A construção do socialismo chinês recebeu inicialmente um valioso apoio da URSS. A ajuda soviética veio em forma de assessoramento técnico, científico e, principalmente, financeiro. Entre 1950 e 1956, a assistência soviética contribuiu decisivamente para a recuperação e posterior desenvolvimento da economia chinesa.

Contudo, nos idos de 1956, a relação política entre chineses e soviéticos ingressou numa fase de conflito, que alterou profundamente os rumos da construção do socialismo na China. Em 1953 morre o dirigente soviético Josef Stálin e Nikita Kruchev assume o poder, em 1956. O novo governante soviético fez severas críticas ao antecessor e promoveu o que se convencionou chamar de "desestalinização".

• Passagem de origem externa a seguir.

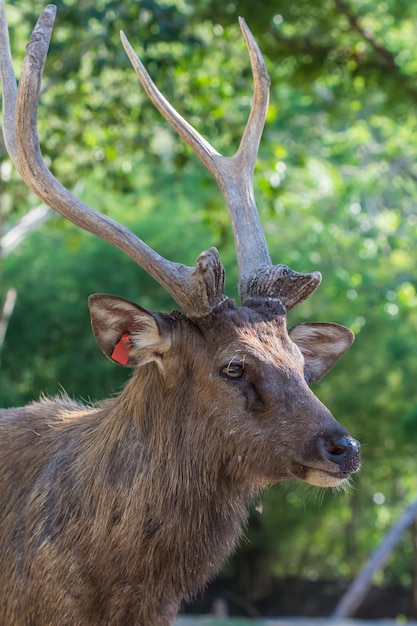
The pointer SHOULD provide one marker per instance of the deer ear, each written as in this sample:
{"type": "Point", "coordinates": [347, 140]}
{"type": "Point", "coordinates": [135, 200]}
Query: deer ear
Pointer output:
{"type": "Point", "coordinates": [128, 334]}
{"type": "Point", "coordinates": [321, 345]}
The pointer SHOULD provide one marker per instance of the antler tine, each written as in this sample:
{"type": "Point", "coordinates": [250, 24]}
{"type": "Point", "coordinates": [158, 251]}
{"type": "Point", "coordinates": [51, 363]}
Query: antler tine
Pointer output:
{"type": "Point", "coordinates": [197, 290]}
{"type": "Point", "coordinates": [9, 88]}
{"type": "Point", "coordinates": [234, 175]}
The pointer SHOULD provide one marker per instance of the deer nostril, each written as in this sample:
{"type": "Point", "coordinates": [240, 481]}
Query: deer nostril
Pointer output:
{"type": "Point", "coordinates": [337, 447]}
{"type": "Point", "coordinates": [343, 450]}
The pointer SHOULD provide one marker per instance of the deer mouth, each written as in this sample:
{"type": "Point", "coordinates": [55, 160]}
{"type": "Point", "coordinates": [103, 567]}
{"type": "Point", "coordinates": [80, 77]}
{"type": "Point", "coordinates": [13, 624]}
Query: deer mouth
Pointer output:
{"type": "Point", "coordinates": [323, 478]}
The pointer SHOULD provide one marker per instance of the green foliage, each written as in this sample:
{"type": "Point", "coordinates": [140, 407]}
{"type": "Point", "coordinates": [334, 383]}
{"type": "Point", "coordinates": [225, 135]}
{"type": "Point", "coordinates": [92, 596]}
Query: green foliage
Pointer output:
{"type": "Point", "coordinates": [336, 188]}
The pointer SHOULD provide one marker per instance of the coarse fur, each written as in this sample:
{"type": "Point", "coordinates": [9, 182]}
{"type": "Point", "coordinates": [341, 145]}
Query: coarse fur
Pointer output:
{"type": "Point", "coordinates": [112, 514]}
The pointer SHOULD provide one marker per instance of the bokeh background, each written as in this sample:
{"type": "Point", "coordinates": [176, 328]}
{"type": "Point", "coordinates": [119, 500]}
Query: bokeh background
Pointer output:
{"type": "Point", "coordinates": [336, 187]}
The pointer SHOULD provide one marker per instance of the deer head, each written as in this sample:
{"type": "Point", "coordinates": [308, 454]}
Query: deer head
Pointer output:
{"type": "Point", "coordinates": [263, 367]}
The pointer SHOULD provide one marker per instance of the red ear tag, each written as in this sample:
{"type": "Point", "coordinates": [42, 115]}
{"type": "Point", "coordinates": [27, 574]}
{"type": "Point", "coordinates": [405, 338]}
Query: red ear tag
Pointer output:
{"type": "Point", "coordinates": [121, 352]}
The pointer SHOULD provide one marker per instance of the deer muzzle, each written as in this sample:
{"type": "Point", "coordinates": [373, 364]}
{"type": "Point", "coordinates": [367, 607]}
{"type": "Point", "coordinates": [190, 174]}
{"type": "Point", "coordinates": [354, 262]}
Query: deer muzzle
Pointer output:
{"type": "Point", "coordinates": [334, 457]}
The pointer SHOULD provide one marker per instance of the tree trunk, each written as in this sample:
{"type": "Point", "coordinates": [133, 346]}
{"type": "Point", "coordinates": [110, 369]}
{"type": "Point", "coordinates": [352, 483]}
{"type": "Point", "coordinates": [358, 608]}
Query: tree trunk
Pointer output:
{"type": "Point", "coordinates": [354, 596]}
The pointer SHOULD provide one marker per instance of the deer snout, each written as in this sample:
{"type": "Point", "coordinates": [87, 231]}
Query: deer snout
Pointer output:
{"type": "Point", "coordinates": [332, 458]}
{"type": "Point", "coordinates": [343, 450]}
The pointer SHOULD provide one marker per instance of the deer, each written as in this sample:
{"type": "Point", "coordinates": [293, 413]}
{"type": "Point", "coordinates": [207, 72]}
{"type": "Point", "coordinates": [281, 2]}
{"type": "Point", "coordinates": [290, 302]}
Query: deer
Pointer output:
{"type": "Point", "coordinates": [115, 512]}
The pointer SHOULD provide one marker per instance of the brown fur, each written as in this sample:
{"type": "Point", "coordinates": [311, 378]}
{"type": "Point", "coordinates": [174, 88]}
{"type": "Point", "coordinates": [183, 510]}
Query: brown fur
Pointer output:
{"type": "Point", "coordinates": [113, 514]}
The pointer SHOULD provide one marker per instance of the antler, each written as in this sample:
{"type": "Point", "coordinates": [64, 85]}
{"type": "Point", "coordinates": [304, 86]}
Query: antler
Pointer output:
{"type": "Point", "coordinates": [234, 175]}
{"type": "Point", "coordinates": [197, 290]}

Junto com a desestalinização, Kruchev idealizou e colocou em prática a "doutrina de coexistência pacífica", que preconizava o caminho pacífico para se alcançar a revolução comunista pelo mundo. Ou seja, a política externa soviética passou a defender estratégias de construção do socialismo sem recorrer à violência revolucionária. Essa postura contribuiu decisivamente para a deflagração de um avassalador "revisionismo" político e ideológico, que atingiu praticamente todos os movimentos e partidos comunistas.

Repressão de dissidentes

No início, Mao Tsé-Tung permitiu que o revisionismo aflorasse na China com a Campanha das Cem Flores, que pode ser entendida como a aceitação por parte do Estado da crítica contra o sistema socialista, tanto por parte de ativistas, intelectuais, quadros do PCCh e também do povo em geral. Depois de um brevíssimo período, movimentos de contestação e ondas de protesto irromperam por todo o país, levando Mao a interromper a política de tolerância e liberalização e reprimir violentamente os dissidentes e críticos.

Além de conflitar com os soviéticos na questão do revisionismo, os chineses criticaram a doutrina de coexistência pacífica, por ela ter levado a URSS a se aproximar das potências capitalistas ocidentais, em particular dos Estados Unidos, estreitando as relações diplomáticas e abandonando a política de enfrentamento.

Em 1959, duas atitudes da URSS irritaram ainda mais os dirigentes chineses. A primeira envolveu a recusa do Estado soviético em fornecer ajuda à China para desenvolver armamentos nucleares. A segunda derivou do apoio da URSS à Índia numa questão envolvendo um litígio fronteiriço com a China. Esses fatores geraram muita desconfiança dentro da China e fez com que os dirigentes chineses se afastassem da URSS.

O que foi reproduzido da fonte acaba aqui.